Faz
um tempão. Eu era muito novo no trato com a linguagem e, quem sabe
por essa falta de experiência, quando estava num belo dia no meio
da construção de uma ideia, pensamento ou frase, deixei, por
descuido, cair uma palavra no vazio. Ficou solta, sem contexto, sem
antes ou depois. Só ela. Peguei aquela palavra (nem lembro qual era)
de dentro da cabeça e coloquei na boca. Falei: “palavra”. E
repeti “palavra”. E de novo “palavra”.
Pronunciei
tantas vezes que, de repente, percebi que não lembrava mais o
pensamento de onde ela tinha caído, nem pra que ela servia, nem se
eu continuava repetindo o mesmo som do começo. Como se ela tivesse
ficado presa na minha boca, que passou a brincar sozinha com a
repetição e não estivesse mais disposta a devolver a “palavra”

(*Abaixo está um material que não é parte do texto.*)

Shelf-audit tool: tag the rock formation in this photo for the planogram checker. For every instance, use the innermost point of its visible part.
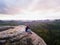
(18, 36)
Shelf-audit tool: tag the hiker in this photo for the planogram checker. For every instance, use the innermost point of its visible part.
(28, 30)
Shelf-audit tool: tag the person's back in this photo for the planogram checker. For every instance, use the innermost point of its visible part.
(28, 30)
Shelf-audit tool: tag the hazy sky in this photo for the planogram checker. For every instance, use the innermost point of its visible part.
(29, 9)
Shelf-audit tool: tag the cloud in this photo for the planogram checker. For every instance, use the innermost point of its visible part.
(17, 6)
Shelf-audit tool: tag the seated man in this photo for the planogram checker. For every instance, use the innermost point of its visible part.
(28, 30)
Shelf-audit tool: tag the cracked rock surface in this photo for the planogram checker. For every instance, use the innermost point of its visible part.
(18, 36)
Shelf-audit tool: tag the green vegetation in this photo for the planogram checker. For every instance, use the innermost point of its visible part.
(50, 32)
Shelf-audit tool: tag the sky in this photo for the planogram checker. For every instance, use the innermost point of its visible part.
(29, 9)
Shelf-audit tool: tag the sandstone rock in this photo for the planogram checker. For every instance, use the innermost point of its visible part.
(18, 36)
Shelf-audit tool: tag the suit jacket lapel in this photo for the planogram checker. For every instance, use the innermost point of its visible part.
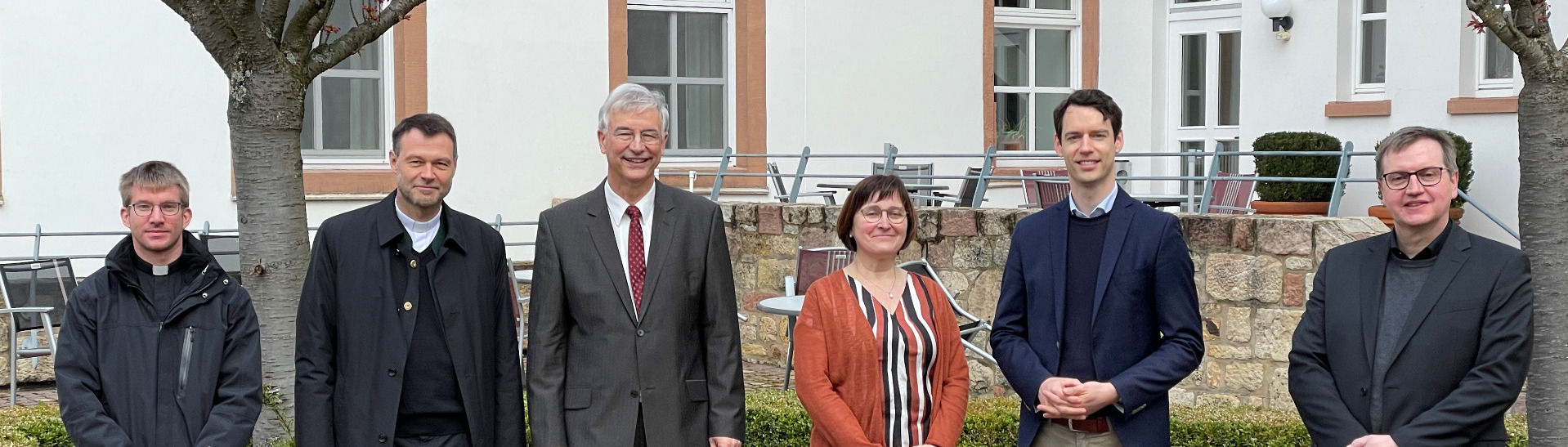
(1454, 254)
(1120, 223)
(659, 244)
(1057, 247)
(1374, 264)
(603, 237)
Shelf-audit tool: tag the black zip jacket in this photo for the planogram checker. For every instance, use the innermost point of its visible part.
(114, 349)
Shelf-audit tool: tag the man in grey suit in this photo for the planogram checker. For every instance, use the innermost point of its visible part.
(1419, 336)
(632, 324)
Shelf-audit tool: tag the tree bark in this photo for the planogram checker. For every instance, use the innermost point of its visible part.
(266, 114)
(1543, 226)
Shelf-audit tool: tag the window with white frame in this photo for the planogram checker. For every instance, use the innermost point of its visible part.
(1037, 65)
(1493, 58)
(1371, 46)
(347, 109)
(683, 51)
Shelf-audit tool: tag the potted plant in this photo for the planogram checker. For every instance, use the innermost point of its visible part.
(1012, 136)
(1462, 157)
(1296, 198)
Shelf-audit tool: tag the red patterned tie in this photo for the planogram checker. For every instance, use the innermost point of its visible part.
(635, 262)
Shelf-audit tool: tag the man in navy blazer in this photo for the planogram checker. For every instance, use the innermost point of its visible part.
(1098, 315)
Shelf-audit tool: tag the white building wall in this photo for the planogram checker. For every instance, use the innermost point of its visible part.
(850, 76)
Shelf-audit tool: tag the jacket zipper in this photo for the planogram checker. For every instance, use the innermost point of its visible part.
(186, 356)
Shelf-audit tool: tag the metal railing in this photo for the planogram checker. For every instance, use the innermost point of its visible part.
(990, 157)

pra cabeça botar de volta no lugar.
Foi
a primeira vez que entendi que a relação entre as coisas e os nomes
criava uma série de riscos perigosos que eu nem suspeitava. Até
então, só tinha visto benefícios nesse negócio de fazer
representações do mundo com traços, linhas, letras e verbos. Mas
naquele dia tive medo de que fosse possível, por desleixo ou
maldade, usar o processo de repetição-pra-sempre, por exemplo, para
esvaziar e desmanchar o significado de uma palavra. E então, em
algum momento, ela deixava de existir. E vai que (aí estava meu
medo) o par-coisa-de-verdade dela sumisse também da vida da gente…
Num
arroubo de coragem e desespero, saí correndo até encontrar minha
mãe em seus afazeres pela casa. Chamei pelo seu olhar e repeti:
“PALAVRA”
Ela
virou para mim com aquele jeito de
já-conheço-as-maluquices-das-crianças e perguntou “O que é que
tem, ‘palavra’?” E eu, “me explica?”
Com
toda a paciência, ela me devolveu sentidos e significados e até
ajudou a reerguer aquele pensamento ou frase que tinha ficado pela
metade.
Passaram
quase cinquenta anos sem que eu pensasse nessa memória, e foi
preciso farejar o cheiro daqueles riscos perigosos lá da infância
para ligar o alerta: no AGORA, em que a maior parte das histórias
acontece nos caminhos da linguagem e não no mundo lá fora, comecei
a dar pela falta de coisas que (tenho a impressão) já tivemos por
aqui, conosco, existindo e sendo partilhadas. E de uma hora pra
outra...não havia mais. Sumiram talvez tão completamente, que nem
lembramos mais o que eram, deixando só a sensação de vazio triste.
Como se alguém muito poderoso estivesse usando truques da mesma
natureza daquele repetir-para-sempre, mas com tanta intensidade que
fosse capaz de alterar a própria substância do mundo, apagando o que
É e o que SERIA.
E o
pior é que, pelo jeito, não estamos nem perto de reunir toda a
paciência e a dedicação necessárias para resgatar os significados
e sentidos e trazer tudo de volta para o seu devido lugar.